PROCEDURE : L’INCOMPREHENSIBLE USINE A GAZ DU FUTUR APPEL PRUDHOMAL
C’est vrai qu’il existe actuellement d’autres sujets de préoccupation infiniment plus graves, mais il faut évoquer ici l’incompréhensible usine à gaz du futur appel prudhomal, issu du décret du 20 mai 2016, articles 28 et suivants.
A partir du 1er aout prochain, on ne pourra plus faire appel seul, ni par un membre de l'entreprise ou de la famille. L'appel devra etre fait par un défenseur syndical, rien de changé, ou par un avocat (j’ai cité le texte de l’art. R. 1453-2 du Code du travail), presque rien de changé, qu'il faudra « constituer ». C'est nouveau. Voir plus loin.
Ça veut dire quoi « constituer » avocat. C’est que dans l’art. R.1453-2, il y avait déjà, en point 4°, la mention de l’avocat. Je ne comprends pas.
De quel avocat s’agira-t-il ?
D’un avocat ordinaire, généralement quelconque, comme on disait dans le temps, pas spécialement écrit à tel barreau ou dans le ressort de telle cour d’appel ?
Exactement comme les avocats, qui peuvent exercer partout et par principe (art. 3 bis de la loi de 1971).
En ce cas, la notion de « constitution » d’avocat signifie simplement la nécessité d’un avocat, n’importe lequel.
Oui, mais, jusqu’ici, l’art. R.1453-2 le disait déjà, alors pourquoi un décret nouveau ?)
Ou alors on veut dire « avocat postulant ».
Mais ce n’est pas écrit comme çà.
Il faudrait au surplus définir la postulation, qui est l’obligation d’un avocat, dans un ressort déterminé par la loi.
Sauf que le décret nouveau parle d’avocat « constitué », mais pas « postulant » et encore moins de postulant : où ça ?
Le décret aurait du préciser « postulant dans le ressort de la cour d’appel » ou « constitué dans l’un des barreaux de la cour d’appel. »
Et ce n’est pas terminé, on suivra les règles de la procédure avec représentation obligatoire. Oui, et alors ?
L’art. 899 du Code de procédure civile dit qu’en matière contentieuse, les parties « sont tenus de constituer avocat ».
C’est là que ça va se compliquer.
Car, la constitution d’avocat en appel n’est jusqu’ici que la suite de la constitution d’avoué.
La loi de fusion des deux professions a simplement dit que dans les matières où le ministère d’avoué était obligatoire, il a été remplacé par le ministère des avocats d’un des barreaux du ressort de la cour d’appel. C’est bien clair.

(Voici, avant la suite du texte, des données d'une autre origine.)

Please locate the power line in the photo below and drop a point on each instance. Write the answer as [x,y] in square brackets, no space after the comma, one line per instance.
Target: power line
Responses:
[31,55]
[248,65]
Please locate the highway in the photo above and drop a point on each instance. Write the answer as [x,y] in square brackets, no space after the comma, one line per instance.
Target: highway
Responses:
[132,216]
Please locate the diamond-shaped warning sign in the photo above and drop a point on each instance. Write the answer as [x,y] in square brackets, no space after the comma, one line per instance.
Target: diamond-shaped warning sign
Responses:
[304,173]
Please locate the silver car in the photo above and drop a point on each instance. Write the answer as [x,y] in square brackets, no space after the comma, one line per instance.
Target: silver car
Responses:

Sauf qu’en matière prudhomale, le ministère d’avoué n’a jamais été obligatoire. Donc, on est hors sujet, et on peut parfaitement soutenir que la « constitution » d’avocat est simplement celle d’un avocat en général, de France, ou d’ailleurs.
Oui, mais, me direz-vous, les règles de procédure de la représentation obligatoire ?
Où est la difficulté ?
Il faudra alors revoir le R.P.V.A., et permettre son extension, ce qui signifie qu’il ne sera plus limité aux échanges dans les procédures du même tribunal de grande instance et dans celles de la cour d’appel dans les matières jadis de la compétence des avoués. Et qu’il s’étendra désormais :
A compter du 8 aout prochain aux échanges dans les procédures de tous les tribunaux de grande instance d’une même cour d’appel, en plus de ce qui existe jusqu’ici. On a compris. C’est clair.
A compter du 1er aout prochain, aux échanges entre tous les avocats de France, en matière prudhommale, avec leur libre accès au R.P.V.A. de toutes les cours d’appel mais en cette seule matière.
On ne m’empêchera pas de penser qu’on vient de pondre une réforme permettant aux avocats parisiens d’accéder au R.P.V.A. de toutes les cours d’appel de France, affaires prudhomales pour commencer.
Et qu’il serait bon qu’il y davantage d’avocats de pratique professionnelle effective dans les cabinets ministériels parisiens, spécialement celui du ministère de la justice.
Je demande aux confrères de ne pas se contenter de me lire, mais de me critiquer et de me contredire : je suis tout à fait disposé à reconnaitre que je me suis trompé.